Part of England's reasoning around Denly's inclusion centres on the replacement rules at the World Cup. While injured players can be replaced at any time, they cannot subsequently be brought back into the squad. So England are keen to have a ready-made spin-bowling replacement in their 15 who could come in for a match or two as required without weakening the batting or fielding. If everyone is fit, there is no realistic scenario in which Denly plays.
On the surface, that makes some sense. Some of the contenders for the third-spinner role - the likes of Lancashire's Matt Parkinson - would have to be considered specialist bowlers, so having them in the squad would cover fewer holes.
But it also ignores the success of Liam Dawson in county cricket.
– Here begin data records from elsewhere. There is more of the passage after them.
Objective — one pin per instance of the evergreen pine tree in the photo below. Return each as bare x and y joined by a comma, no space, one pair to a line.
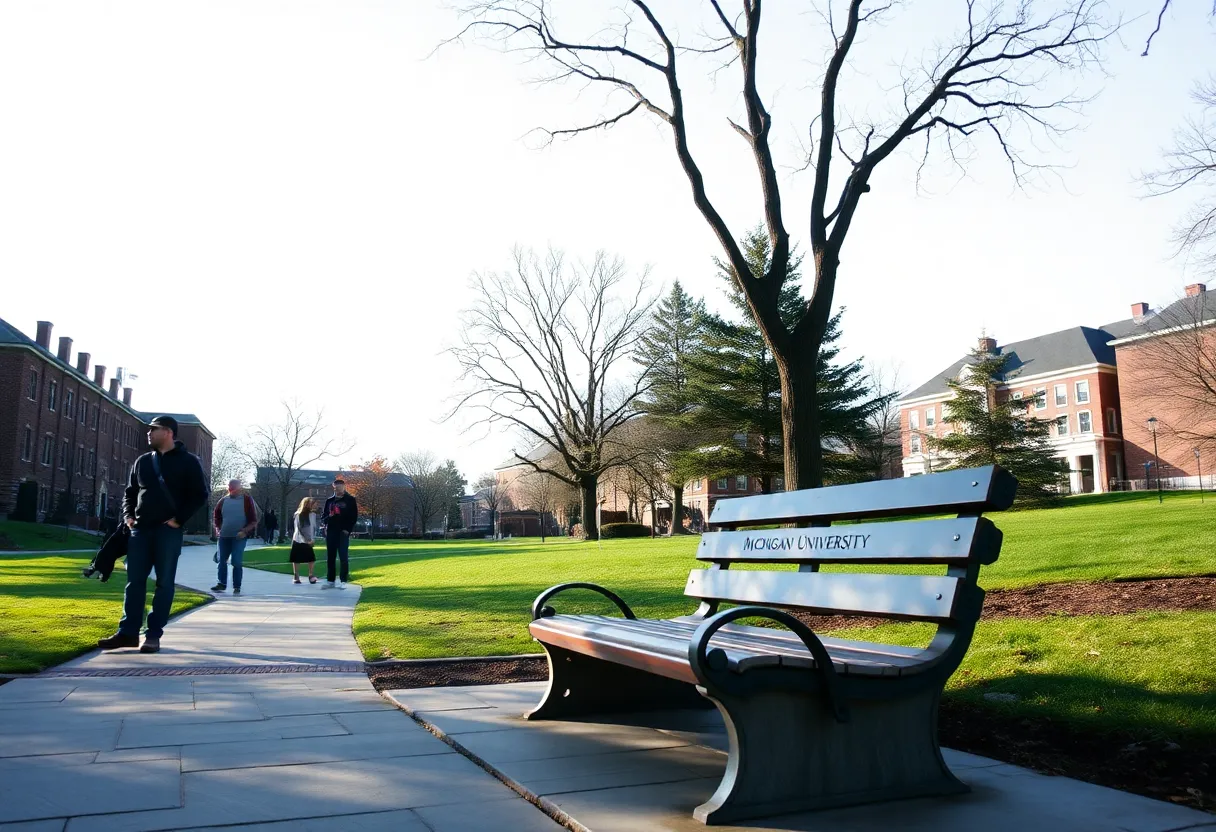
991,429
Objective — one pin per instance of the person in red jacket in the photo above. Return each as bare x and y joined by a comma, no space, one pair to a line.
235,518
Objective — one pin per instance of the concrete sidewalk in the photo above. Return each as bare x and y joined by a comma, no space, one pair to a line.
255,715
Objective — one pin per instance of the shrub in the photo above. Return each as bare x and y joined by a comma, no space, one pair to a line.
624,530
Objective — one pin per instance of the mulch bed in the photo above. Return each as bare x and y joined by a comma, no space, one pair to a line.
1160,769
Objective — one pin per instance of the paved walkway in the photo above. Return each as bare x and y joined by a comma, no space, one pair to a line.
251,718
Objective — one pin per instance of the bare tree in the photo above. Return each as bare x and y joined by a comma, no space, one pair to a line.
539,353
491,494
989,80
540,492
1176,355
431,487
299,439
1191,164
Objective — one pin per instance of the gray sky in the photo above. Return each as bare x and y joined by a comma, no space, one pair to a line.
246,201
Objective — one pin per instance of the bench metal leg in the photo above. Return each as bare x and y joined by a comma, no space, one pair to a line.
580,685
788,753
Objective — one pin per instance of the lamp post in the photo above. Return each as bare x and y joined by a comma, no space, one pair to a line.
1157,461
1199,465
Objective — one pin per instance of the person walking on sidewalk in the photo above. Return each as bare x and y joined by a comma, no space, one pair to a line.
164,489
302,541
235,518
339,516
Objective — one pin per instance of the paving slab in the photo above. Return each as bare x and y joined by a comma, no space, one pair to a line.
649,771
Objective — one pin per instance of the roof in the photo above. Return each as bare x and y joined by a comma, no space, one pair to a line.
317,477
15,337
1058,350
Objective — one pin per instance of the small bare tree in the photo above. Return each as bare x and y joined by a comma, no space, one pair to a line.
283,448
540,353
992,78
491,494
1191,164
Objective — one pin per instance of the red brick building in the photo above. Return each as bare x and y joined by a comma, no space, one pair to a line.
1167,372
66,429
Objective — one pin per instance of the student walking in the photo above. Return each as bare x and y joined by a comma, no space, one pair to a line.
164,489
235,520
303,539
339,516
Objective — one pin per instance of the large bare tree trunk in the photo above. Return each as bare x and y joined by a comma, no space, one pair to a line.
587,488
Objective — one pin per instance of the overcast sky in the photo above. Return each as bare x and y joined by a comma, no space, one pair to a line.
251,201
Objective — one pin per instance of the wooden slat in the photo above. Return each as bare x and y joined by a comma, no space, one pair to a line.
966,492
924,597
911,541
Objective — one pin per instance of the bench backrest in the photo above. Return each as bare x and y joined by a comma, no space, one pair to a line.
962,544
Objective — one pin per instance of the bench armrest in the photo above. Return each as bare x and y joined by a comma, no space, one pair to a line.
707,663
541,611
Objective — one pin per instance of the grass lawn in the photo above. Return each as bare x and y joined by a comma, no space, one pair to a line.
433,599
50,613
43,537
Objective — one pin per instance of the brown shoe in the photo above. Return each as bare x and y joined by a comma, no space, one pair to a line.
118,640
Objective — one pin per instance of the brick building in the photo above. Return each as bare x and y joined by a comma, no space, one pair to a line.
63,428
1166,371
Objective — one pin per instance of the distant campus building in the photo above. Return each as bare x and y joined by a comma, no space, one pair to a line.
69,436
1097,388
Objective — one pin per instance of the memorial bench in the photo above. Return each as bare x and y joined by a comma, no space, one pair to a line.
812,721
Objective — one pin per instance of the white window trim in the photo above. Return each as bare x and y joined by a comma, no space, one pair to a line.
1079,431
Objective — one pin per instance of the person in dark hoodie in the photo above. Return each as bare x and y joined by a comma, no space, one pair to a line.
339,515
165,488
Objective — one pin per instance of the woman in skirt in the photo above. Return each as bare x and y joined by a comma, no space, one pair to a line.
302,541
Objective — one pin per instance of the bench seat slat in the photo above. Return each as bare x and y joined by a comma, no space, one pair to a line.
911,541
968,492
921,597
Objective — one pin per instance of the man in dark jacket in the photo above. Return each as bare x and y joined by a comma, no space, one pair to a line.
339,516
165,488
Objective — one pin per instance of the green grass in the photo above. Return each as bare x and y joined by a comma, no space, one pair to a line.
433,599
1147,673
43,537
50,613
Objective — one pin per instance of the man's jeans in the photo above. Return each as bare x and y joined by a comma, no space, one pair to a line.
157,547
234,546
337,543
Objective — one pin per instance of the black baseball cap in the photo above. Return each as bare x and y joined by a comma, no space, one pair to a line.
165,421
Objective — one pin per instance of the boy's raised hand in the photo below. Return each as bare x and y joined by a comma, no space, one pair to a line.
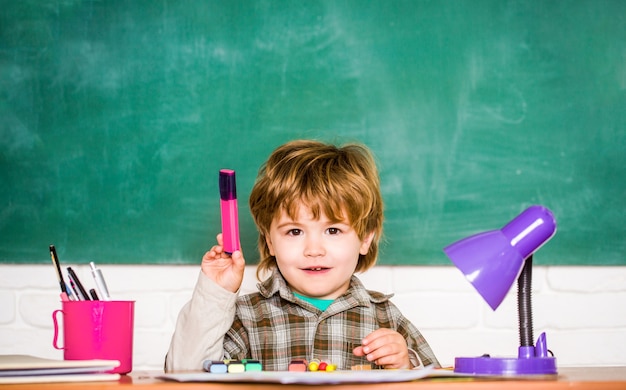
385,347
224,269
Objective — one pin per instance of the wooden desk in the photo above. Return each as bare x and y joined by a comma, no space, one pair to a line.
568,378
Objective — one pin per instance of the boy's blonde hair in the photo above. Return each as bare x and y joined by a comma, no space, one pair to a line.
325,178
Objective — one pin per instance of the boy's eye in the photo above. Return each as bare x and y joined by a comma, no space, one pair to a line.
334,231
294,232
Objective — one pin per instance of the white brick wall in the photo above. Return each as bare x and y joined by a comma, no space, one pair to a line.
582,309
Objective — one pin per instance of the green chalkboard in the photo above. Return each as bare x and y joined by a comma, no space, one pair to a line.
115,117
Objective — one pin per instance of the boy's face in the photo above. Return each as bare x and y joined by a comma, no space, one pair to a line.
316,257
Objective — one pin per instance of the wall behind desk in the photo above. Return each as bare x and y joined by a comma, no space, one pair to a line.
115,118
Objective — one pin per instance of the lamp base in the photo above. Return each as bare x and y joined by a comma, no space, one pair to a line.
485,365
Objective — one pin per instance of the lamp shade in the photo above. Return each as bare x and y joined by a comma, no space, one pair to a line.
492,261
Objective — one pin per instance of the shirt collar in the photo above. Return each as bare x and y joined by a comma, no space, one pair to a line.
276,284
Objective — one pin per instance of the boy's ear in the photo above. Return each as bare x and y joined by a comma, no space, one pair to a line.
365,244
270,247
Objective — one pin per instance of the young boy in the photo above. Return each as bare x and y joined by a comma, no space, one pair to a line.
319,212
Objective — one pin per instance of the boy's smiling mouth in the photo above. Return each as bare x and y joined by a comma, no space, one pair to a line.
316,269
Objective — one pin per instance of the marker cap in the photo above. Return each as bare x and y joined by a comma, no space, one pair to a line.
228,188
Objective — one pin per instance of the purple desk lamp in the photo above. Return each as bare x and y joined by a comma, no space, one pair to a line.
491,261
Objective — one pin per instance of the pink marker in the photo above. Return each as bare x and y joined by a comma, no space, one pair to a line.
228,205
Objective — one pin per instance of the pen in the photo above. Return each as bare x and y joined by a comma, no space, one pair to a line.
94,295
55,261
100,283
228,206
81,292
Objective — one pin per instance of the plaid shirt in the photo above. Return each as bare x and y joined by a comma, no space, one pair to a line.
275,327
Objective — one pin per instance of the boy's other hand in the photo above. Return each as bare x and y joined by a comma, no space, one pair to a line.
385,347
224,269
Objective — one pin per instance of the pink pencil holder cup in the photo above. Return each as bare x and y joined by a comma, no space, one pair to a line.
97,330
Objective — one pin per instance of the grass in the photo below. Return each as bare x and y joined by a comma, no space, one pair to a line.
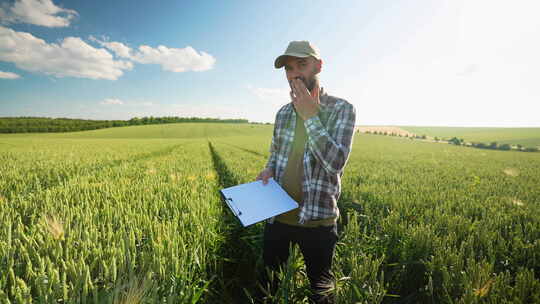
527,137
133,215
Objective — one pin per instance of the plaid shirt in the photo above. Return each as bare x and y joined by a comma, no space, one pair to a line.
327,149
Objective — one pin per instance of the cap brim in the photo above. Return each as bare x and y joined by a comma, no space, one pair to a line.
280,61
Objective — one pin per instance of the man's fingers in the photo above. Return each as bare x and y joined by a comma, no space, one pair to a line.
316,91
301,88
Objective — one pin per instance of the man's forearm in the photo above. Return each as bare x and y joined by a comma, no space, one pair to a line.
331,150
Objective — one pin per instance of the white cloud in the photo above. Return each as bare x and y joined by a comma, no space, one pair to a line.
8,75
38,12
174,60
72,57
111,101
278,96
170,59
119,49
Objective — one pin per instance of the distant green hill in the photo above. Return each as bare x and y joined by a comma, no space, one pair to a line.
47,124
177,130
527,137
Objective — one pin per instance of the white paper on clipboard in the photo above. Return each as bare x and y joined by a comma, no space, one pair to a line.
254,202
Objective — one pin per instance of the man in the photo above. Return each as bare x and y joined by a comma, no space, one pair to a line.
310,147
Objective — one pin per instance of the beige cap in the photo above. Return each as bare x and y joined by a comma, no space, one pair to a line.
297,49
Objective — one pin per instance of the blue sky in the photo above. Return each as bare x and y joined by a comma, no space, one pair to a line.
457,63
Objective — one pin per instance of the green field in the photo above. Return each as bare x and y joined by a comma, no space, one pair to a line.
133,215
527,137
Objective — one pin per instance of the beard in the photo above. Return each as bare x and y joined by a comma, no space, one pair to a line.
310,82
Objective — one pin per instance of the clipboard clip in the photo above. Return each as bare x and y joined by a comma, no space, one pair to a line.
230,202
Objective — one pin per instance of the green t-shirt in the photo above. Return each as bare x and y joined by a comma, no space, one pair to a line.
292,179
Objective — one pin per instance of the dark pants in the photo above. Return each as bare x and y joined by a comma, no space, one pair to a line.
317,246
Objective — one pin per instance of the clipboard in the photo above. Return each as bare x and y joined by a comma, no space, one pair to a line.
254,202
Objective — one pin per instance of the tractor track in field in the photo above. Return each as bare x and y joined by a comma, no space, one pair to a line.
239,260
346,202
66,177
245,150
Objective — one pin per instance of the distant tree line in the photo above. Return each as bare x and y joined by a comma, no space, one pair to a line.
45,124
460,142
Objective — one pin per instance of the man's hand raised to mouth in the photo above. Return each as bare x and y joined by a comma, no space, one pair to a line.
305,102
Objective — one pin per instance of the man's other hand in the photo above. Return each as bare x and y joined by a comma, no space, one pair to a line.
265,175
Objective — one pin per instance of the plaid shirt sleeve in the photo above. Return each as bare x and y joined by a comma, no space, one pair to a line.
271,164
331,144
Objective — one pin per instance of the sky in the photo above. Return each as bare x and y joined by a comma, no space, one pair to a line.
418,62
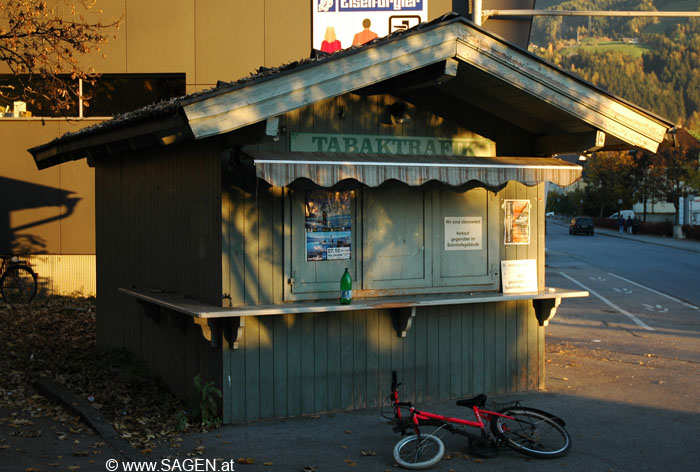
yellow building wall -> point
(52, 212)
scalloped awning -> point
(281, 169)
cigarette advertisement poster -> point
(519, 276)
(340, 24)
(517, 221)
(463, 233)
(328, 225)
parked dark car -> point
(581, 224)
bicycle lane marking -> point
(634, 318)
(655, 291)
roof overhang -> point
(450, 67)
(329, 169)
(559, 110)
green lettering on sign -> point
(373, 144)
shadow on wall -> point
(19, 195)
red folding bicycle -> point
(529, 431)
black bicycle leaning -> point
(18, 283)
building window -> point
(112, 94)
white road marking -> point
(655, 291)
(611, 304)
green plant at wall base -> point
(203, 403)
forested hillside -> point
(652, 62)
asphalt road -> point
(622, 368)
(669, 270)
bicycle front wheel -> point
(18, 284)
(532, 432)
(419, 451)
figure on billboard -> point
(330, 43)
(365, 35)
(325, 5)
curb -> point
(88, 414)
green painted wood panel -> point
(294, 362)
(141, 202)
(394, 239)
(320, 344)
(450, 352)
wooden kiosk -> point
(226, 218)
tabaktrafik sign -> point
(340, 24)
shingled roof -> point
(553, 101)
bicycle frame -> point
(433, 419)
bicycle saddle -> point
(479, 400)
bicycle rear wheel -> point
(532, 432)
(419, 451)
(18, 284)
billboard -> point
(340, 24)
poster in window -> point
(328, 225)
(517, 221)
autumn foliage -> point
(43, 45)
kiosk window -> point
(395, 236)
(323, 242)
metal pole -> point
(477, 12)
(528, 13)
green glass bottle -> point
(345, 288)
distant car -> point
(625, 214)
(581, 224)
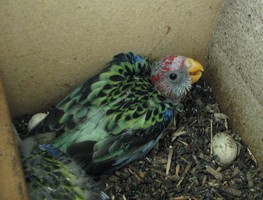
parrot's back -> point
(112, 119)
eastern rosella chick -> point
(120, 114)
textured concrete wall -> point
(235, 70)
(47, 47)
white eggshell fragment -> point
(35, 119)
(225, 148)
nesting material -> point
(183, 166)
(35, 119)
Dawson has claimed 17 wickets in this year's Royal London Cup - only three men have claimed more - and is conceding just 4.01 runs an over. No one who has delivered 40 overs or more has been more frugal. The fact that he is also averaging 49.20 with the bat - underlines the sense that he can count himself unfortunate.
It ignores the depth added by Joe Root, too. Only last June, Root bowled 10 overs for the cost of just 44 against Australia in Durham. And while England would be nervous about going into an ODI with Root as one of a five-man attack, his presence as a sixth option is useful. He might well prove no more expensive than Denly.
We may well be on the brink of finding out how Denly would fare as a frontline bowler. There is some concern in the England squad about the fitness of Moeen for Wednesday's opening ODI against Pakistan at The Oval. While the rib injury is not thought to be a long-term problem, it is highly unlikely England will risk anyone this close to the World Cup. Denly may be given an opportunity to see what he can do. While his selection currently looks all but certain, prolonged exposure in such a role may not do his chances any good.